スターリングエンジンと相変化材料を用いたハイブリッド太陽熱発電システムの設計、最適化、効率向上に関する研究
Hybrid solar power system using stirling engine and phase change material for energy storage: design, optimization and efficiency enhancement
本研究は、円盤型スターリングエンジンと相変化材料(PCM)熱エネルギー貯蔵を統合したハイブリッド太陽熱発電(CSP)システムの熱力学的・実験的調査を報告する。このシステムは、電力生成と熱貯蔵充電を同時に行うために、開口面積3.25m2と6.00m2の2つの放物面鏡型集光器を採用している。オマーンでの実屋外条件下(平均直達日射量=1000W/m2)で実施された実験により、以下の結果が得られた。(1) 円盤型スターリングサブシステムは、高温端温度330°Cで最大50Wの電気出力を達成し、総合熱効率は31.9%、スターリングエンジン単体の効率は17%であった。(2) PCM貯蔵ユニット(KNO3–NaNO3共晶混合物)は、熱調整戦略を用いて6時間制御された熱放電を可能にし、35Wの安定した電気出力を維持した。(3) エクセルギー分析により、最大エクセルギー効率は14.2%であり、主な不可逆性は受信機の熱損失と有限温度熱伝達に起因することが明らかになった。これらの結果は、潜熱熱貯蔵と円盤型スターリング技術の統合が、運用継続性と dispatchability を大幅に向上させることを示している。このハイブリッド構成は、高日射地域における小規模で連続的な太陽光発電のための技術的に実行可能な道を提供する。

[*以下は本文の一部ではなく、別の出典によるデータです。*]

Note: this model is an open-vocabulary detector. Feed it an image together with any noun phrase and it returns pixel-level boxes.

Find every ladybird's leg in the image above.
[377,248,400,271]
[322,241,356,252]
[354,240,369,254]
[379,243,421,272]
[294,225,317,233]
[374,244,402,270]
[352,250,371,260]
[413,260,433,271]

- 円盤型スターリングエンジンとPCM蓄熱を統合したハイブリッドCSPシステムを設計・実験し、最大50Wの電気出力と31.9%の総合熱効率を達成した。
- PCM蓄熱ユニットにより6時間の制御された熱放電が可能で、35Wの安定した電気出力を維持した。
- エクセルギー分析により最大エクセルギー効率14.2%を確認し、主な不可逆性は受信機熱損失と有限温度熱伝達に起因した。

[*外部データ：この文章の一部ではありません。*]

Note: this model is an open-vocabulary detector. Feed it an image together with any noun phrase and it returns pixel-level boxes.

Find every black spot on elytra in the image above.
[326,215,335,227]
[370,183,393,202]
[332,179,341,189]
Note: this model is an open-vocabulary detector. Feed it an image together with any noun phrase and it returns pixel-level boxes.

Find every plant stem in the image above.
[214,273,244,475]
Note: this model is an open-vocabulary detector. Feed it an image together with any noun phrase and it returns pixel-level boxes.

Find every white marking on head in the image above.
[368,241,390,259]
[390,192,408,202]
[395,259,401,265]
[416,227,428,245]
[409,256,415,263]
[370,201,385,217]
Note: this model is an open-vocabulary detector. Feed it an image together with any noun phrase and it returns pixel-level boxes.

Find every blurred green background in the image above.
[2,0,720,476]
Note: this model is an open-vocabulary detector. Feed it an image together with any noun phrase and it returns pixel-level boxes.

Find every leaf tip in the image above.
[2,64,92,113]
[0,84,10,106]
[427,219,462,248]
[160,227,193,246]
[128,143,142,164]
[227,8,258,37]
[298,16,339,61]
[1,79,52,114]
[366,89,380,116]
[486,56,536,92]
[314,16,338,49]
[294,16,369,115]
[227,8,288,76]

本研究は、スターリングエンジンと相変化材料による蓄熱を組み合わせたハイブリッド太陽熱発電システムの実証結果を示しており、小規模・連続的な太陽光発電の技術的実行可能性を高める点で注目に値する。特に、日射がない時間帯でも6時間にわたり安定した電力供給(35W)を維持できたことは、再生可能エネルギーの間欠性課題への一つの解決策となり得る。現時点では出力規模が極めて小さい(最大50W)ため実用化には程遠いが、高日射地域におけるオフグリッド電源や分散型エネルギーリソースとしての応用可能性を秘めており、蓄熱一体型CSPの小型化トレンドを追う投資家にとって参考になる。